Answer: I would think of this common problem this way... If you do nothing...

  • The customer's PO is an offer

  • Shipment against that PO without any protest is acceptance of the offer

  • Consideration is whatever amount the customer lists on their PO

So we have offer, acceptance and consideration - the three elements of a Contract. What should creditors do? Creditors should inspect POs for unacceptable terms and conditions and/or erroneous prices before entering and processing the order. What should creditors do if they find a 'mistake' on the PO? The company should contact the customer and ask for a written correction to the original PO [or a new PO with the correct price, terms, warranty, etc]. What happens if the customer does not / will not provide a written correction? The order should not be entered or processed or shipped.

With a corrected PO, creditors do not need to be concerned about which terms control the sale. Instead, they have:

  • An offer [by the customer on the original PO]

  • A counter offer [by the vendor asking for a corrected PO]

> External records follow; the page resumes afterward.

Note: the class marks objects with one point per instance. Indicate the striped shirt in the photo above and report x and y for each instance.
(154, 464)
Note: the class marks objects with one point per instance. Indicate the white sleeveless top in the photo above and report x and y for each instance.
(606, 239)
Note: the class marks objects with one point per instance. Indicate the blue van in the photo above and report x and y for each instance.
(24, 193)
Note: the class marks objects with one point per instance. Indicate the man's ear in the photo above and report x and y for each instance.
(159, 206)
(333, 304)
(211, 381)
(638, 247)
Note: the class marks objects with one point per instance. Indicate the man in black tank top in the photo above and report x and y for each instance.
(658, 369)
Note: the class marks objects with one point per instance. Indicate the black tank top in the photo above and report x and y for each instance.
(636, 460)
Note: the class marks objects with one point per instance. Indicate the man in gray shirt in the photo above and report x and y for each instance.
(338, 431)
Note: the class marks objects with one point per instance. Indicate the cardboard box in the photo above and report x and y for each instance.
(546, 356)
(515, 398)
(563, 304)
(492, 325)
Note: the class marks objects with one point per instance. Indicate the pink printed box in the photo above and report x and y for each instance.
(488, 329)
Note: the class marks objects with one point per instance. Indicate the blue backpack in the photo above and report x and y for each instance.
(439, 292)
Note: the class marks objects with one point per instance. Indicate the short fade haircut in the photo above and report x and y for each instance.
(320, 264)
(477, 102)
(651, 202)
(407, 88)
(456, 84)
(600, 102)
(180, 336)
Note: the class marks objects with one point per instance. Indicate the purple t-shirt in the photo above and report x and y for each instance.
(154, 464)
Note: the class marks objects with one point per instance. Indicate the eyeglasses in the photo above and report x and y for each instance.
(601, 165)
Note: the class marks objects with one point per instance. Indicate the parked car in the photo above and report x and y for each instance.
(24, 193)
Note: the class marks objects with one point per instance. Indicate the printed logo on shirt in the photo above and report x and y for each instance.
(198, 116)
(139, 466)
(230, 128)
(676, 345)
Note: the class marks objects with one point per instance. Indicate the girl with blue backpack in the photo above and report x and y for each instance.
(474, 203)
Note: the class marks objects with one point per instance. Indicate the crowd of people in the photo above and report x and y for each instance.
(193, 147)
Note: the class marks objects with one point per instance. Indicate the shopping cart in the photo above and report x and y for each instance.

  • Acceptance [in the form of a corrected PO issued by the customer]

  • Consideration

In my experience, problems usually occur during the order entry process. It requires training and discipline to [a] inspect every PO received and [b] when a problem is found not to ship the order until a corrected PO is received. I believe it is a mistake to ship against a verbal commitment by the customer to correct their records or the PO after the fact. Similarly, I would reject a salesperson's commitment that he/she will arrange for the customer to amend the PO after the fact.